[infinispan-dev] CacheLoaders, Distribution mode and Interceptors
Mircea Markus
mmarkus at redhat.com
Tue Mar 19 07:32:56 EDT 2013
Hi James,
By specifying the LuceneCacheLoader as a loader for the default cache, it will added to both the "lucene-index" (where it is needed) and the other two caches (lucene-metadata and lucene-locks) - where I don't think it is needed. I think it should only be configured for the "lucene-index" cache and removed from the default config.
On top of that you might want to add the cluster cache loader *before* the LuceneCacheLoader, otherwise it will always be the LuceneCacheLoader that would be queried first. The config I have in mind is[1], would you mind giving it a try?

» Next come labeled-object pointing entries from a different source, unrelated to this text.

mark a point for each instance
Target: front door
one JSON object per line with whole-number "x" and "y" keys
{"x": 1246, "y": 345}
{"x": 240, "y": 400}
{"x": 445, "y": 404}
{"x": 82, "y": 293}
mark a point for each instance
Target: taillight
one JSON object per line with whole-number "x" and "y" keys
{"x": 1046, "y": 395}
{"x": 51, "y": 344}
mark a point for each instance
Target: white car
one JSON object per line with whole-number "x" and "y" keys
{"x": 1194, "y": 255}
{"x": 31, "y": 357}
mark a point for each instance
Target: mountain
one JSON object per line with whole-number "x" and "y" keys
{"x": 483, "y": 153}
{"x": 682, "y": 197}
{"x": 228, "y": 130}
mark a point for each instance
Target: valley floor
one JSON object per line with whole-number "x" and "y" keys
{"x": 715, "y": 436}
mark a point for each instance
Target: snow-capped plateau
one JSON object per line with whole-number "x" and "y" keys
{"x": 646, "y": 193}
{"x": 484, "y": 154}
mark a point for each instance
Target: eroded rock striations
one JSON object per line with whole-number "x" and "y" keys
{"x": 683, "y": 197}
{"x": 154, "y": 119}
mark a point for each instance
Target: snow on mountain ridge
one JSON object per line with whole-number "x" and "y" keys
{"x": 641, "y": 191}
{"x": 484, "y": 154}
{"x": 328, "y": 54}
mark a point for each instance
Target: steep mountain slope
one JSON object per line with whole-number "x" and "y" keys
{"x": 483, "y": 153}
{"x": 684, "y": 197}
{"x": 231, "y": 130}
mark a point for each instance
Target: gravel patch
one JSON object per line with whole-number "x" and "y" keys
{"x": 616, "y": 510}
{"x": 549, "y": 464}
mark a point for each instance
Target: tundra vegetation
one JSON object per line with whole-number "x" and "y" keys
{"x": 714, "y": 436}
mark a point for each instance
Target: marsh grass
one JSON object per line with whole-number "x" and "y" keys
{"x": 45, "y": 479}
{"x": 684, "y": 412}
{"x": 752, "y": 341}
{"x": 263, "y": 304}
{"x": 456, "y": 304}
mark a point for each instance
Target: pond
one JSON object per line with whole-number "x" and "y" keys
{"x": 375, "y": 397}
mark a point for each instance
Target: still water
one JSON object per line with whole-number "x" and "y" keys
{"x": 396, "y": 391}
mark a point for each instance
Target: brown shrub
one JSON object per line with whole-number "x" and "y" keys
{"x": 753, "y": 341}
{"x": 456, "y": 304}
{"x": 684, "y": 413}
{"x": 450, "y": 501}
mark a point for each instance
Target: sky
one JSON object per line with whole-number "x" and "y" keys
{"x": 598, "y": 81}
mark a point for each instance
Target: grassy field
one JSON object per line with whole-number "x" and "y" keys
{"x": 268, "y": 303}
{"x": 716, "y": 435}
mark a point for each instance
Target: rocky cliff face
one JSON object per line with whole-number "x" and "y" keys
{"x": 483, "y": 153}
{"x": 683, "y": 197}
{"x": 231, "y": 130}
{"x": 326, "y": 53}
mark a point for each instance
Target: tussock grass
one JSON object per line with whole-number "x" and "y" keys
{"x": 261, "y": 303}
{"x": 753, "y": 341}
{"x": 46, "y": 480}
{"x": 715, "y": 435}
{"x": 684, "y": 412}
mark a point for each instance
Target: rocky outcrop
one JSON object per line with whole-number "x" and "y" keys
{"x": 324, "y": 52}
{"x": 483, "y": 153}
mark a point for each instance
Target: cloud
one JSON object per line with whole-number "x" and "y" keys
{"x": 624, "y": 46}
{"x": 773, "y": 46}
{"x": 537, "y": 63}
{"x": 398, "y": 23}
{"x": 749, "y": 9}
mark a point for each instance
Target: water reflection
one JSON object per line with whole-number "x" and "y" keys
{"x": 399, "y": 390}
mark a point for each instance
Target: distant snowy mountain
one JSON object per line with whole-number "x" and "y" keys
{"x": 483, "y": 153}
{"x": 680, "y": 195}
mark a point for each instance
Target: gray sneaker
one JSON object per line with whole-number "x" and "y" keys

[1] https://gist.github.com/mmarkus/5195400
On 15 Mar 2013, at 16:22, James Aley wrote:
> Not sure if I've done exactly what you had in mind... here is my updated XML:
> https://www.refheap.com/paste/12601
>
> I added the loader to the lucene-index namedCache, which is the one
> I'm using for distribution.
>
> This didn't appear to change anything, as far as I can see. Still
> seeing a lot of disk IO with every request.
>
>
> James.
>
>
> On 15 March 2013 15:54, Ray Tsang <saturnism at gmail.com> wrote:
>> Can you try adding a ClusterCacheLoader to see if that helps?
>>
>> Thanks,
>>
>>
>> On Fri, Mar 15, 2013 at 8:49 AM, James Aley <james.aley at swiftkey.net> wrote:
>>>
>>> Apologies - forgot to copy list.
>>>
>>> On 15 March 2013 15:48, James Aley <james.aley at swiftkey.net> wrote:
>>>> Hey Adrian,
>>>>
>>>> Thanks for the response. I was chatting to Sanne on IRC yesterday, and
>>>> he suggested this to me. Actually the logging I attached was from a
>>>> cluster of 4 servers with numOwners=2. Sorry, I should have mentioned
>>>> this actually, but I thought seeing as it didn't appear to make any
>>>> difference that I'd just keep things simple in my previous email.
>>>>
>>>> While it seemed not to make a difference in this case... I can see why
>>>> that would make sense. In future tests I guess I should probably stick
>>>> with numOwners > 1.
>>>>
>>>>
>>>> James.
>>>>
>>>> On 15 March 2013 15:44, Adrian Nistor <anistor at redhat.com> wrote:
>>>>> Hi James,
>>>>>
>>>>> I'm not an expert on InfinispanDirectory but I've noticed in [1] that
>>>>> the
>>>>> lucene-index cache is distributed with numOwners = 1. That means each
>>>>> cache
>>>>> entry is owned by just one cluster node and there's nowhere else to go
>>>>> in
>>>>> the cluster if the key is not available in local memory, thus it needs
>>>>> fetching from the cache store. This can be solved with numOwners > 1.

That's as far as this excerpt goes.